Germany’s top economic experts have slashed their growth forecast for 2019 from 1.5 per cent to 0.8 per cent, offering fresh confirmation that Europe’s largest economy is losing momentum, the Financial Times reported. “The period of high growth in the German economy is over for now. But given the strong domestic economy there is no reason to expect a recession,” said Christoph Schmidt, a professor of economy and one of the five members of Germany’s government-appointed council of economic experts.
In a related story, the International New York Times reported on a Reuters story that Italy is studying changes to the country's securitisation rules in order to help banks shed so-called 'unlikely-to-pay' (UTP) loans, a document seen by Reuters showed on Tuesday. Italian banks have drastically reduced defaulted loans on their balance sheets but for the most part they are yet to tackle UTP loans, which are not yet in default but are unlikely to be repaid in full.
Italy will renew for up to 36 months a state guarantee scheme to help banks shed bad loans, tightening rules to increase protection for some investors, a draft law decree seen by Reuters showed. The ‘GACS’ scheme allowing banks to buy a guarantee from the state on the least risky tranche in bad loan securitization sales, has proved a success in helping lenders tackle the legacy of a deep recession, Reuters reported.
Deutsche Bank and Commerzbank, Germany’s two biggest banks, are in talks to merge.
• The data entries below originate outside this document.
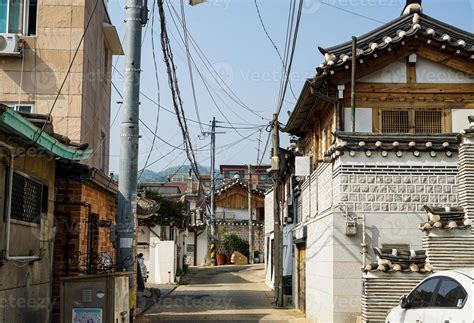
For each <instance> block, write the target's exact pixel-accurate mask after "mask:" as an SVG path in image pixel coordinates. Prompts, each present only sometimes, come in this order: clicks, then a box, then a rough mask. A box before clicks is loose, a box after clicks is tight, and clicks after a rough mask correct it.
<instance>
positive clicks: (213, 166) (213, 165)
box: [209, 117, 216, 266]
mask: <svg viewBox="0 0 474 323" xmlns="http://www.w3.org/2000/svg"><path fill="white" fill-rule="evenodd" d="M215 168H216V118H215V117H214V118H212V126H211V219H210V225H211V236H210V239H209V240H210V246H209V247H210V248H209V251H210V258H211V266H215V265H216V180H215V178H214V169H215Z"/></svg>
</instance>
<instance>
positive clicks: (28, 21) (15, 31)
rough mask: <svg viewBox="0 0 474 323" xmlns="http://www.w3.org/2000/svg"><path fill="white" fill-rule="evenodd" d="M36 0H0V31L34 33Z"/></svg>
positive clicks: (22, 32) (35, 33)
mask: <svg viewBox="0 0 474 323" xmlns="http://www.w3.org/2000/svg"><path fill="white" fill-rule="evenodd" d="M37 11H38V1H37V0H0V33H11V34H24V35H26V36H33V35H36V20H37Z"/></svg>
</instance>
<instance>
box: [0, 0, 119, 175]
mask: <svg viewBox="0 0 474 323" xmlns="http://www.w3.org/2000/svg"><path fill="white" fill-rule="evenodd" d="M7 12H8V13H9V14H8V15H7ZM25 17H26V18H27V19H24V18H25ZM0 18H1V19H0V35H4V36H10V37H12V39H18V41H17V43H18V46H19V48H18V52H16V53H11V52H7V51H3V50H2V51H0V80H1V81H0V82H1V83H0V84H1V86H0V102H1V103H3V104H6V105H8V106H10V107H12V108H13V109H15V110H17V111H22V112H30V113H37V114H50V115H51V116H52V118H53V125H54V127H55V131H56V132H57V133H58V134H61V135H64V136H67V137H69V138H70V139H71V140H72V141H75V142H78V143H87V144H89V146H90V148H91V149H92V150H93V151H94V152H95V153H94V154H93V156H92V157H91V158H90V159H89V160H87V161H84V162H85V163H87V164H88V165H89V166H92V167H95V168H98V169H100V170H102V171H104V172H105V173H108V168H109V140H110V99H111V73H112V56H113V55H121V54H123V51H122V47H121V44H120V40H119V37H118V35H117V31H116V30H115V27H114V26H113V25H112V22H111V20H110V18H109V16H108V13H107V4H106V1H103V0H98V1H85V0H82V1H73V2H71V1H59V2H58V1H50V0H41V1H27V0H20V1H14V0H6V1H2V3H1V4H0ZM14 41H15V42H16V40H14Z"/></svg>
The news broke over the weekend, hot on the heels of a Deutsche Bank research report called “How to fix European banking... and why it matters.” So we have a rare case of a merger suitor publishing a big intellectual defense of its actions before anyone knew about the talks. The problem is that the intellectual defense can still be breached, a Bloomberg View reported.
A rising share of unfilled job positions in Germany, despite weakening industrial production, pushed the eurozone’s vacancy rate to a record, the Financial Times reported. In contrast, vacancies remained low in most peripheral economies. The region’s job vacancy rate accelerated to 2.3 per cent in the final quarter of last year, compared with 2.1 per cent in the previous three months and the highest ratio since records began in 2009, Eurostat data released on Monday revealed.
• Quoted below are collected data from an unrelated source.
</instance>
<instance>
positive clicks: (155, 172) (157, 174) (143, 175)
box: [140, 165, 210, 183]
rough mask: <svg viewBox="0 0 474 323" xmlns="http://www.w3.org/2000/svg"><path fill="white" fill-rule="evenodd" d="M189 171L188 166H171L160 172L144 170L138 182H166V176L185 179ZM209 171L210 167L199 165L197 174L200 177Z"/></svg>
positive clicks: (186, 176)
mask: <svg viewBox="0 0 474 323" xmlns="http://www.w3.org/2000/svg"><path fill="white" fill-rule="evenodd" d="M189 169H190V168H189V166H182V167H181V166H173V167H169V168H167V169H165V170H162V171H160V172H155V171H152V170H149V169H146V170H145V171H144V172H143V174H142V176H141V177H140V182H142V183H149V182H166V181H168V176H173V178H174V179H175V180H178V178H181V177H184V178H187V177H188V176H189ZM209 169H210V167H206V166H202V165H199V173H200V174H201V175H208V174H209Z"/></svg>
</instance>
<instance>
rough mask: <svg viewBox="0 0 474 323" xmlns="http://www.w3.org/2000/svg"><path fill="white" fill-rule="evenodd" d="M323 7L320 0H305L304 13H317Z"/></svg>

Deutsche Bank and Commerzbank have formally opened talks on a controversial merger that would reshape Germany’s financial sector and create the eurozone’s second-largest lender by assets, the Financial Times reported. The senior management of Germany’s two largest listed lenders said on Sunday they had begun exploratory talks, after the executive boards of both banks agreed to evaluate the benefits of a tie-up.
However bad a spiralling money laundering scandal has been to the three Baltic countries, it could get even worse. Financial regulators in Estonia and Latvia told the Financial Times they were afraid Swedish banks — which dominate both headlines on money laundering and their banking systems — could withdraw from the region, just as Danske Bank and Nordea have already done amid dirty money allegations, the Financial Times reported. “Sure, we are very worried,” said Peters Putnins, head of the Latvian regulator.
How worried should we be about debt? The answer is not straightforward. First, the bear case. In short, debt is just too big for comfort. Global debt has swelled 50 per cent in the decade since the credit crisis, according to Standard & Poor’s, the rating agency, the Financial Times reported in a commentary. Government debt in the eurozone is higher than before the financial crisis, as are, in some cases, household debt-to-income ratios.